Dans les trois volets, les créations lumières et musicales sont essentielles. Dans une mise en scène plateau nu, la lumière et le son constituent la scénographie et deviennent de véritables partenaires de jeu pour les comédiens. Je suis très exigeant à ce niveau-là : pour moi, une musique ou une lumière illustratives n’ont pas d’intérêt. Elles doivent être en permanence porteuses de sens.

Enfin, on peut lire que cette Trilogie d’Alexandre, c’est «une véritable tragédie moderne sur la mémoire ». Si c’est une tragédie, peut-on y échapper ? Dans ce cas, Vivre finit-il bien, somme toute ?

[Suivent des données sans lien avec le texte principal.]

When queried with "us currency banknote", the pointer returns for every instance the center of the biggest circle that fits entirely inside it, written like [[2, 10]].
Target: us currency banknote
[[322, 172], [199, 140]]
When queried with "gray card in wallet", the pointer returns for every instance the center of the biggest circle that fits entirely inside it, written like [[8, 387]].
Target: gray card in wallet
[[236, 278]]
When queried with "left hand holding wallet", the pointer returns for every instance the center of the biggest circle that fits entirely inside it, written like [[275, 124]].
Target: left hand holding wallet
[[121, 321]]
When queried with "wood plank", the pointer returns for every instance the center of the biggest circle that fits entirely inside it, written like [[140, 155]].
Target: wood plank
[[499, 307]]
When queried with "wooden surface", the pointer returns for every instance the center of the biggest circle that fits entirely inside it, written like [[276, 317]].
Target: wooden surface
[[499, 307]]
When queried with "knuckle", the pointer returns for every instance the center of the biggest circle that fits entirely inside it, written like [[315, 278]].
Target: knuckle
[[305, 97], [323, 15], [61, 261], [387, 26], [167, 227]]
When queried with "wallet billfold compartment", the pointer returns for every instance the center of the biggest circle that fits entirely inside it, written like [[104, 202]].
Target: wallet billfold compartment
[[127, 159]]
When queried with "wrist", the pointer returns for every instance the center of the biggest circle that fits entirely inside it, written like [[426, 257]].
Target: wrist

Je ne crois pas au destin. Nous sommes certes « prédestinés à », mais il n’y a pas de fatalité. Jules Renard disait : « Le bonheur, c’est de le chercher. » Alexandre, en cherchant, est pleinement vivant. En cela, le chemin, et non l’issue, est positif. Par contre, le monde, lui, va de plus en plus mal. C’est finalement le sujet de la trilogie : comment aller mieux dans un monde qui va moins bien ?

LA TRILOGIE D'ALEXANDRE
LES CULS DE PLOMB, LA MANTE, VIVRE (CRÉATION)
Cie Les Piqueurs de Glingues
Textes et mises en scène : Hugo Paviot

Avec David Arribe ( Alexandre)

Dates et lieux des représentations : 

Au Théâtre Jean Vilar - Vitry sur Seine ( Navette AR depuis Châtelet vendredi et samedi, départ 1h avant le spectacle à l'angle de la place du Châtelet et du Sarah Bernhardt ) 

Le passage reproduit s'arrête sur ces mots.